TRENTO. Al Festival dello Sport si è presentato stamattina il vertice del basket italiano. Il presidente della Federazione Italiana Pallacanestro Petrucci e il coach della Nazionale azzurra Pozzecco hanno condiviso il palcoscenico nell’evento “Tiro da due”. Tra storie e ragionamenti e sempre con tanta simpatia i due hanno discusso lo stato della pallacanestro italiana, con particolare attenzione agli ultimi Europei, dove gli azzurri hanno superato le aspettative, arrivando ai quarti di finale e mancando le semifinali letteralmente di qualche millimetro.

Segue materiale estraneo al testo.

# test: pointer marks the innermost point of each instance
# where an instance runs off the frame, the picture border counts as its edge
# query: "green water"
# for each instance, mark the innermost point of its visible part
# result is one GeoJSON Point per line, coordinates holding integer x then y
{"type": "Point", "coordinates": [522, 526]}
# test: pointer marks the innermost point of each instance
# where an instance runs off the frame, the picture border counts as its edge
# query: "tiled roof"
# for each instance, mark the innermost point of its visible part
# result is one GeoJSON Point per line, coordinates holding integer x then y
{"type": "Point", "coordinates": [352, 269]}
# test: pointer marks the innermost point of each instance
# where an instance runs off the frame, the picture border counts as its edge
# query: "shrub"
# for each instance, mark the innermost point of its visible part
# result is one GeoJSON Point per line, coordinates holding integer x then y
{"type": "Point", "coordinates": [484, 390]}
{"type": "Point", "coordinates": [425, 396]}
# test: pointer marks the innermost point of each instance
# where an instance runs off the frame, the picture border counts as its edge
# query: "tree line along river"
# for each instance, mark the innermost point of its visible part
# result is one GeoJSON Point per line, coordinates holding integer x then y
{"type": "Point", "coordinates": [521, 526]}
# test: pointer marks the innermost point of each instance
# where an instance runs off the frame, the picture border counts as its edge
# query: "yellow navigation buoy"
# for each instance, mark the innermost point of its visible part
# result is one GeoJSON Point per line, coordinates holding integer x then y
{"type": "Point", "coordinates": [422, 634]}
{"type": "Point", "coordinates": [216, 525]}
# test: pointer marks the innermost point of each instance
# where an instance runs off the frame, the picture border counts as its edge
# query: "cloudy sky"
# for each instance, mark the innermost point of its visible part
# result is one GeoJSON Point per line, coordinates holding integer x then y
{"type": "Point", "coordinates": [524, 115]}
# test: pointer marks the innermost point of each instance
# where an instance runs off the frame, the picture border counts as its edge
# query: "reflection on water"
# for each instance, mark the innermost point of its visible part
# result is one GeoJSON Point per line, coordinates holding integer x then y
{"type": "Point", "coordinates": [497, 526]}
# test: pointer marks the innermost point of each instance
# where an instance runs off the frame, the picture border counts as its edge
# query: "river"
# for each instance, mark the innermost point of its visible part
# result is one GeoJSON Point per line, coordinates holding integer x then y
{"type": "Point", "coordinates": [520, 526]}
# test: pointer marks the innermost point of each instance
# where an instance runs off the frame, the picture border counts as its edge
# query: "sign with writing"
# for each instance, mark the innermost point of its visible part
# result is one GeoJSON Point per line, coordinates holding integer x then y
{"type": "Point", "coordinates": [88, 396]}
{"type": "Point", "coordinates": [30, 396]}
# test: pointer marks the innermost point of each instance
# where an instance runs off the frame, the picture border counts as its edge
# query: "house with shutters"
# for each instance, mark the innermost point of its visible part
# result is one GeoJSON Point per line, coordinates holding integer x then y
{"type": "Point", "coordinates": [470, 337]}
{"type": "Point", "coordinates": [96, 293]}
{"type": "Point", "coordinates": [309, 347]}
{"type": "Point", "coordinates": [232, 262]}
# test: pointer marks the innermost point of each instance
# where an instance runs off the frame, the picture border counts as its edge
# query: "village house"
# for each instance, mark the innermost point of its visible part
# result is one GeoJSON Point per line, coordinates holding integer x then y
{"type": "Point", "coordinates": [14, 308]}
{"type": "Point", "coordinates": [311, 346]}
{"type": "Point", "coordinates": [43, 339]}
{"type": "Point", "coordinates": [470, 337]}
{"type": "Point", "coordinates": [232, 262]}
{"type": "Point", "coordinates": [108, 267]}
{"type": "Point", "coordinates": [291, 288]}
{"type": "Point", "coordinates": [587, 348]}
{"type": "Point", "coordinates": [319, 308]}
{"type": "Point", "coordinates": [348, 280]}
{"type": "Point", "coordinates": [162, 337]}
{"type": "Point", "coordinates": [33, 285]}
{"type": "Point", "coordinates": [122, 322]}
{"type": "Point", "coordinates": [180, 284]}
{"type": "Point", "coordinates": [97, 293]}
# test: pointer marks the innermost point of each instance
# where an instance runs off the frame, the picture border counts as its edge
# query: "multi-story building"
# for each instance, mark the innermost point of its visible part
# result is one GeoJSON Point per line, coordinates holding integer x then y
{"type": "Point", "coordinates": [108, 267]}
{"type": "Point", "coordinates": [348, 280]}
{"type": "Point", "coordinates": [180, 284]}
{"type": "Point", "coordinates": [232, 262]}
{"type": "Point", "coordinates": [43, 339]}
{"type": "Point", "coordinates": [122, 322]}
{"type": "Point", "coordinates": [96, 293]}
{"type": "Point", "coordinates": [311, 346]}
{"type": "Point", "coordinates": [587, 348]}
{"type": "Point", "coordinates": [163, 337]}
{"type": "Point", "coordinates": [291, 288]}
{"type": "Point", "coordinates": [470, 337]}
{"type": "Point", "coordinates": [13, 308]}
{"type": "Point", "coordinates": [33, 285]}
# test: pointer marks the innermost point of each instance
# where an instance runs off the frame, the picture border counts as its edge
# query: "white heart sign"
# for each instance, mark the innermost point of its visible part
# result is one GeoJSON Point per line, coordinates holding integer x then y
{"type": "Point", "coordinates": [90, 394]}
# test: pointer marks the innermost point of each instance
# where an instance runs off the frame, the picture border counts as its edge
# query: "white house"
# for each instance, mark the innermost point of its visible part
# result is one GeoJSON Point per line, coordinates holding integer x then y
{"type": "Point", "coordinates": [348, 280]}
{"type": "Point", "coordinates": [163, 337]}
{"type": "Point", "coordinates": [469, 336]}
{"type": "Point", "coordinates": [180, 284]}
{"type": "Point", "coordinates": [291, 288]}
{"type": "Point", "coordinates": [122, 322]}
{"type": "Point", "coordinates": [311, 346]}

Il primo ad esprimersi sulla questione è Petrucci: “Complimenti alla Francia, ma quella partita la meritavamo noi. D’altra parte questo è il fattore imponderabile dello sport, è ciò che lo rende così emozionante. Questi Europei per noi sono stati comunque una conferma del buon lavoro fatto finora. Abbiamo cambiato i motori della Nazionale, prendendo Pozzecco e Trainotti (ex general manager di Aquila Basket, ndr). La scelta per l’allenatore è ricaduta sul Poz perché, oltre ad essere bravo ad allenare, ha dimostrato di essere una figura carismatica, ad ampio raggio, come dovrebbe essere un allenatore. È capace di sollevare un grande entusiasmo, sia nei giocatori che nei tifosi ed è questo che cerchiamo, così stiamo rilanciando il basket italiano”.

Segue Pozzecco: “Solo ieri ho raggiunto la pace dei sensi per quel che è successo agli Europei. La manifestazione mi aveva lasciato perplesso. Da una parte c’era l’amarezza di aver perso i quarti e dall’altra la soddisfazione di un percorso positivo oltre ogni aspettativa. Quella partita meritavamo di vincerla noi, ma la sconfitta mi ha permesso di accorgermi di un’altra cosa: lo sport deve regalare emozioni e le emozioni si vivono indipendentemente dal risultato”.

Ma com’è nato Pozzecco? Com’è nato questo allenatore geniale ma a tratti sopra le righe? Ce lo spiega lui stesso nel corso dell’incontro: “Il mio modo di allenare nasce quando ero giocatore. Ero un atleta un po’ atipico, con una conformazione fisica che sicuramente non mi aiutava. Questo fatto mi ha spinto ad usufruire di altre armi. Ho dovuto accettare di sentirmi un po’ diverso e basarmi sulla velocità, sulla rapidità, sulla sorpresa, ho dovuto affinare tutte quelle abilità che mi hanno permesso di distinguermi sul campo. Per questo non mi ha mai spaventato provare qualcosa di diverso. Gli allenatori erano gli unici che potessero togliermi questa fantasia e non ho mai accettato che non capissero la mia necessità. Ho sempre vissuto male questa diffidenza e mi sono sempre detto: se divento allenatore voglio fidarmi ciecamente dei miei giocatori. Ogni atleta ha la sua personalità e io cerco di lasciarli liberi di esprimersi. Questo loro lo sentono, sentono che sono uno di loro”.

La mia vita in generale è stata complicata – continua, rivivendo alcuni dei momenti più complessi del suo rapporto con la Nazionale -, ho vissuto delle contraddizioni. La gratificazione che ti dà la nazionale un club non te la può dare, è una cosa che percepisci nel momento in cui senti l’inno. Purtroppo a me è successo un paio di volte di essere estromesso dal gruppo e questo al tempo mi ha fatto molto male. Non ho mai tifato contro, ma sapevo che se l’Italia fosse arrivata in fondo avrei sofferto in modo esagerato. Col tempo sono riuscito a trasformare l’energia negativa in energia positiva e quando sono diventato Ct ho fatto tesoro delle mie esperienze da giocatore”.

Sul futuro della Nazionale parla Petrucci: “Abbiamo investito su Salvatore Trainotti, che è la vera novità di questi anni. Avevo capito che lui con la sua visione poteva essere necessario per il basket italiano. Al momento sta sviluppando dei progetti per trovare dei nuovi talenti azzurri, soprattutto con delle fisicità importanti, che al momento mancano. Paolo Banchero? Trainotti ne ha intravisto il talento prima ancora che si parlasse di Nba per lui. La nostra speranza è quella di averlo già ai prossimi mondiali”.